Autoantibodies and protein signatures evolve in distinct stages before a diagnosis of RA. Furthermore, protein biomarkers may identify biologic pathways relevant to specific stages. These can be further explored to potentially improve prediction of disease onset and identify stage-specific biologic pathways to target with preventive interventions.
这项纵向病例对照研究评估了类风湿关节炎(RA)临床诊断前(即RA前期)的血清蛋白质组学,以评估疾病发展的生物学途径,并为预测未来疾病发病时间提供依据。

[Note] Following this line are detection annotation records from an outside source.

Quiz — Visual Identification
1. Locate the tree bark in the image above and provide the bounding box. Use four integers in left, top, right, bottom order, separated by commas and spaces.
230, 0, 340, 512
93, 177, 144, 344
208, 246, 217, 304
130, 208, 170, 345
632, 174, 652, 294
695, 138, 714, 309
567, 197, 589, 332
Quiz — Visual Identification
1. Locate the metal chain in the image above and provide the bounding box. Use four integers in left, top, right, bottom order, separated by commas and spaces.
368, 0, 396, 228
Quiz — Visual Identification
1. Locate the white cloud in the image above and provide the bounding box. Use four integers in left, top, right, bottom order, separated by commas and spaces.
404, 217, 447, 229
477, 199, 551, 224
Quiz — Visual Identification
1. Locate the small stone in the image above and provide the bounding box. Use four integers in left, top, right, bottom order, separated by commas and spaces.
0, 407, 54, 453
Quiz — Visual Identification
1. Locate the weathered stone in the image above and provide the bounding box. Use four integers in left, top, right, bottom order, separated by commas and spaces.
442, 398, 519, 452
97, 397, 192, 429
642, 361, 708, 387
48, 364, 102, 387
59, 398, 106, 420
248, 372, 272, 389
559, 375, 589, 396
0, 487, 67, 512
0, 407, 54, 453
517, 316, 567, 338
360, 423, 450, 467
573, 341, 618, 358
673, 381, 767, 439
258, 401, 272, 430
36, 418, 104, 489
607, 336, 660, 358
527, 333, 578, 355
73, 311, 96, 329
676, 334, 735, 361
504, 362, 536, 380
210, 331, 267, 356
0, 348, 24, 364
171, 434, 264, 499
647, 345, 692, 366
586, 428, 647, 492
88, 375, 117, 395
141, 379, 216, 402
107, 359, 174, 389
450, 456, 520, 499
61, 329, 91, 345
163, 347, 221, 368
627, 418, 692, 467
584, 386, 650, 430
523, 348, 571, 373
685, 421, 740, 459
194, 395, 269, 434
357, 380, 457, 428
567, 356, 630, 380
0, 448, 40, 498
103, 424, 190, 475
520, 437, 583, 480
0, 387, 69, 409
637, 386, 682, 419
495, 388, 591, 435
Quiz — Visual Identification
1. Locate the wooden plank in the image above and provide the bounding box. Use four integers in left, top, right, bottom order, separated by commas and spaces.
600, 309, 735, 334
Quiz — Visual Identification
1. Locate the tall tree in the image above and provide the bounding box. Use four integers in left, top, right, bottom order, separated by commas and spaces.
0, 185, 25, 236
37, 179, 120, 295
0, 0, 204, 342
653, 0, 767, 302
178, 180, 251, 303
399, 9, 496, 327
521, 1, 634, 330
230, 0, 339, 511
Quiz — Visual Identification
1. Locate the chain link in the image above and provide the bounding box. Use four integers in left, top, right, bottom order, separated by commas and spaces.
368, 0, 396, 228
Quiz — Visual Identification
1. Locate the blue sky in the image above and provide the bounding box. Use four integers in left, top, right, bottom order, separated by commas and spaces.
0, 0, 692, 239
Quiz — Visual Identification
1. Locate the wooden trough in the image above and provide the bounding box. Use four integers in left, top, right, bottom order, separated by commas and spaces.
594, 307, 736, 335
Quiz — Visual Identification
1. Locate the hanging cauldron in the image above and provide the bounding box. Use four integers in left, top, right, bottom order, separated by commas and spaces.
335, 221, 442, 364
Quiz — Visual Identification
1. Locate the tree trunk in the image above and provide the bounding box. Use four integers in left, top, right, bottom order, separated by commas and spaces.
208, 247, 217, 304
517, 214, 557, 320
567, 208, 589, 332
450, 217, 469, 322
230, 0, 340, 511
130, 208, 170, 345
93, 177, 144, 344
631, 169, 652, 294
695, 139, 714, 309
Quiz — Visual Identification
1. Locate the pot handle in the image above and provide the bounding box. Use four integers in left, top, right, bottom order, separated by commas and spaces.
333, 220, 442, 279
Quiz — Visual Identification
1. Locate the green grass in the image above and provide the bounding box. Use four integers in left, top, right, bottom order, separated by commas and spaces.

在国防部血清库中识别出符合1987年美国风湿病学会RA分类标准的患者(n = 213)以及匹配的无RA对照(n = 215)。使用商业平台(Olink)对RA诊断前后患者及对照的血清样本进行RA相关自身抗体(抗环瓜氨酸肽-3 [抗CCP3]以及类风湿因子[RF]的IgM和IgA亚型)和197种蛋白质的检测。我们应用线性混合效应模型来识别在RA诊断前区分患者与对照的生物标志物,并分析富集途径的纵向模式;此外,还建立了模型以根据样本时间与RA诊断时间的关系对样本进行分类。
在RA诊断前≤5年时,抗CCP3、RF IgA和RF IgM水平在患者与对照之间显示出最大差异。纵向分析确定了104种在患者与对照之间差异表达的蛋白质;60种蛋白质在诊断前≤5年差异表达,42种蛋白质在诊断前5年内及诊断前差异表达,2种蛋白质在诊断前>5年差异表达。京都基因与基因组百科全书分析确定这些蛋白质与32条途径相关,包括21条在诊断前≤5年富集的途径。在RA诊断前及对照的抗瓜氨酸化蛋白抗体阳性样本中,一组特征可对该样本是否来自RA诊断前<3年的时期进行分类,在训练集中受试者操作特征(ROC)曲线下面积为0.78(95%置信区间0.67 - 0.89),在验证集中为0.80(0.68 - 0.92)。
自身抗体和蛋白质特征在RA诊断前的不同阶段演变。此外,蛋白质生物标志物可能识别与特定阶段相关的生物学途径。这些可进一步探索,以潜在地改善疾病发病预测,并识别可通过预防性干预靶向的阶段特异性生物学途径。